Dat de mensch, die met een beschuldigend geweten tot God roept om genade, vaak niet gelooven kan, dat deze belofte des evangelies waarheid is en soms nog minder gelooven kan, dat die belofte des evangelies ook hem geldt, doet aan de waarachtigheid en vastigheid dier belofte niets af. Ook wil ik gaarne erkennen, dat alleen, als de Heilige Geest het geloof verwekt of de belofte des evangelies voor het oog des geloofs doet lichten, de vrijmoedigheid' wordt geboren om de belofte des evangelies te omhelzen, maar met alle nadruk moet gewaarschuwd worden tegen de gedachte, alsof eerst in dat oogenblik, waarin de Heilige Geest de belofte klaar maakt en met kracht toepast, aan den mensch de belofte zou gegeven worden. De belofte komt reeds tot den mensch in zijn ongeloof, want zij is uit vrije genade. Zij is van het geloof niet afhankelijk; zij gaat aan het geloof vooraf en verwekt dit geloof. Daarom kan zij ons in onze kindschheid verzegeld worden, als wij nog niet gelooven en nog niet gelooven bunnen, opdat wij haar eenmaal zouden gelooven.
Behalve een rechtvaardigmaking van den zondaar, die aan het geloof voorafgaat, is er ook een rechtvaardigmaking, die uit en door het geloof is, die op het geloof volgt. Bij Comrie is dit het vierde deel van de deelen, waaruit hij de rechtvaardigmaking laat bestaan.
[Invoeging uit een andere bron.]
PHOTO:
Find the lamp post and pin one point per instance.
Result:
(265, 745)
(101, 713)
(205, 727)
Dit noemt hij de rechtvaardigmaking in de vierschaar der conscientie.
Onmiddellijk moet echter met nadruk worden betuigd, dat deze beide elkander volstrekt niet dekken. De rechtvaardigmaking, die op het geloof volgt, is van wijder strekking en eenigermate ook van anderen aard, dan de rechtvaardigmaking in de vierschaar der conscientie. Door dit voorbij te zien, heeft Comrie het zich zelf makkelijk gemaakt, maar tevens de oplossing der geschillen, die in zijn dagen waren opgekomen, eerder verschoven dan nabij gebracht.
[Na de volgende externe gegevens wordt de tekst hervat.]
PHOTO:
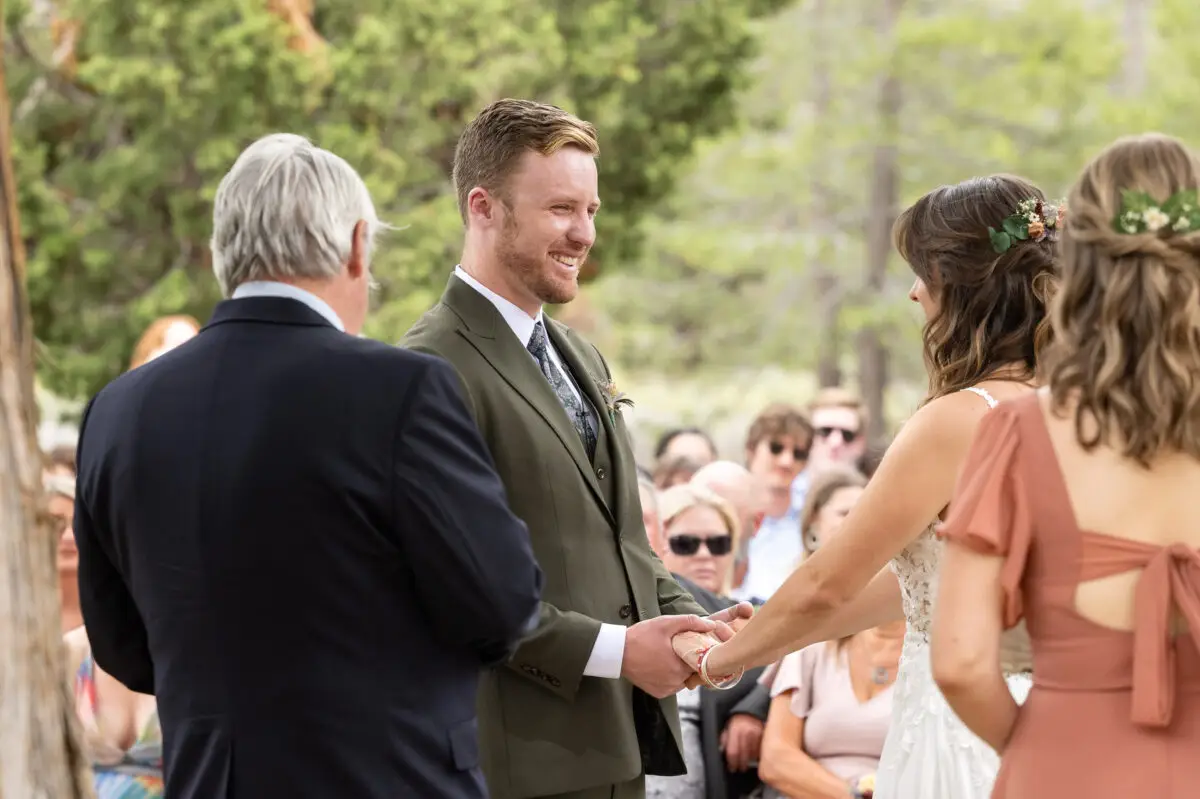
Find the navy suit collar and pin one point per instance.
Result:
(271, 310)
Onder de rechtvaardigmaking in de vierschaar der conscientie verstaat Comrie — en algemeen wordt 'dit er onder verstaan — de bekendmaking van het rechtvaardigend vonnis Gods in de conscientie door de klare en onwederstandelijke werking des Heiligen Geestes. Zooals te voren de vloek der wet en de veroordeeling Gods in de conscientie van den mensch tot openbaring kwamen en schrik en vreeze en benauwdheid daardoor verwekt werden, zoo wordt dan door den Heiligen Geest van Godswege de vrijspraak van alle schuld in de conscientie uitgeroepen, de geloovige omhelzing van Christus en deze vrijspraak gewerkt en het gevolg is, dat de vreeze en de benauwdheid moeten wijken en plaats maken voor vrede en blijdschap. Wij dan, gerechtvaardigd zijnde door het geloof, hebben vrede met God door onzen Heere Jezus Christus, wijl de liefde Gods in onze harten is uitgestort.
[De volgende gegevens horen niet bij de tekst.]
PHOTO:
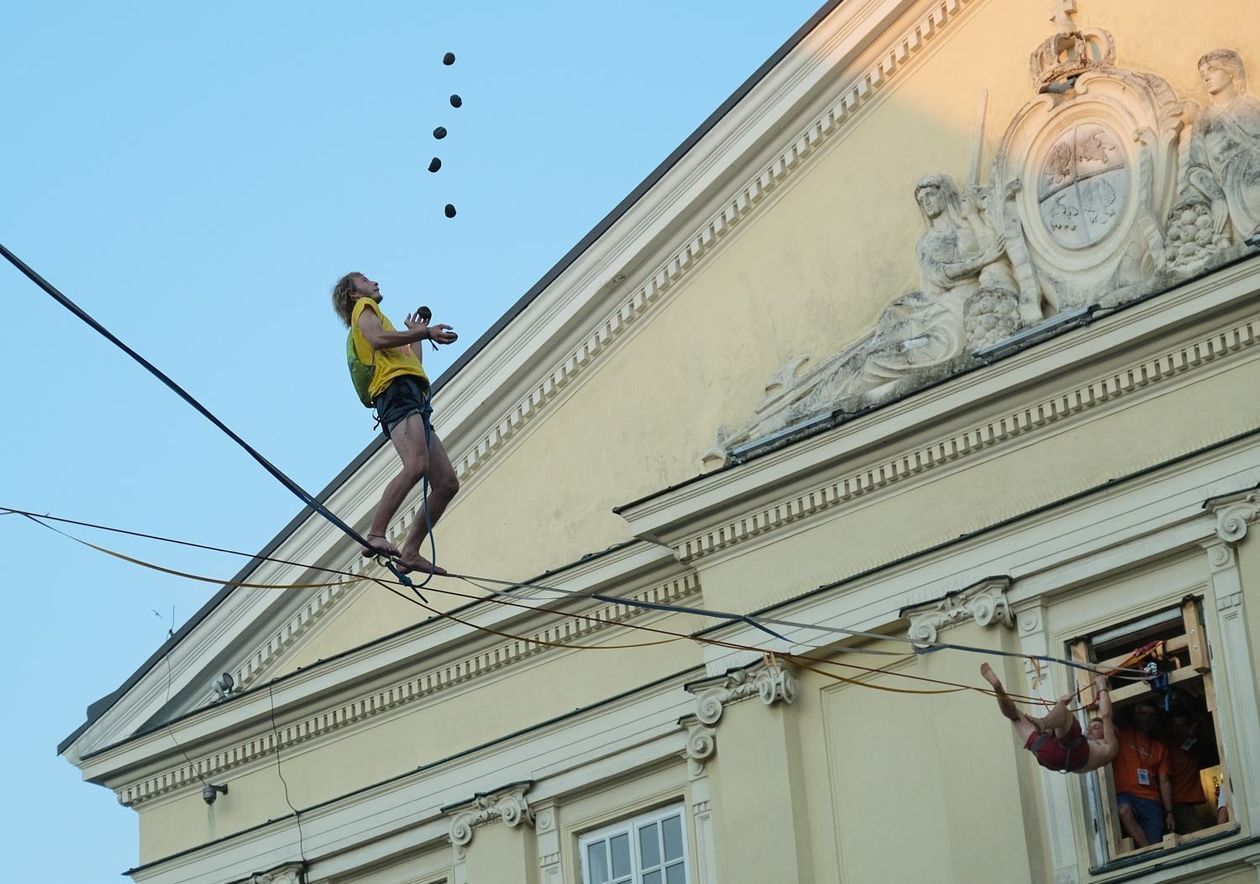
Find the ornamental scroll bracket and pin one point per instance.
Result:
(285, 874)
(701, 744)
(984, 603)
(507, 804)
(770, 680)
(1235, 514)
Dat deze uitdrukking, gerechtvaardigd in de vierschaar der conscientie, niet letterlijk in de Schrift voorkomt, behoeft geen bezwaar tegen haar op te leveren. Dat is met tal van andere uitdrukkingen evenzoo en behoort tot de vrijheid der Christelijke Kerk om in nauwe gebondenheid aan de Schrift nochtans telkens den inhoud der Schrift vrij te mogen weergeven. En tegen den inhoud van deze uitdrukking kan geen schriftuurlijk bezwaar worden ingebracht, als wij daarbij maar goed verstaan, dat gerechtvaardigd in de vierschaar der conscientie, precies hetzelfde weergeeft als de uitdrukking gerechtvaardigd uit of door het geloof. Terwijl de laatste uitdrukking naar het geloof verwijst als het middel ter rechtvaardiging, wil de eerste meer heenwijzen naar de wijze, waarop de vrijspraak Gods krachtig in het gemoed van den mensch weerklinkt en daarom onmiddellijk vergezeld gaat van vrede en blijdschap door den Heiligen Geest.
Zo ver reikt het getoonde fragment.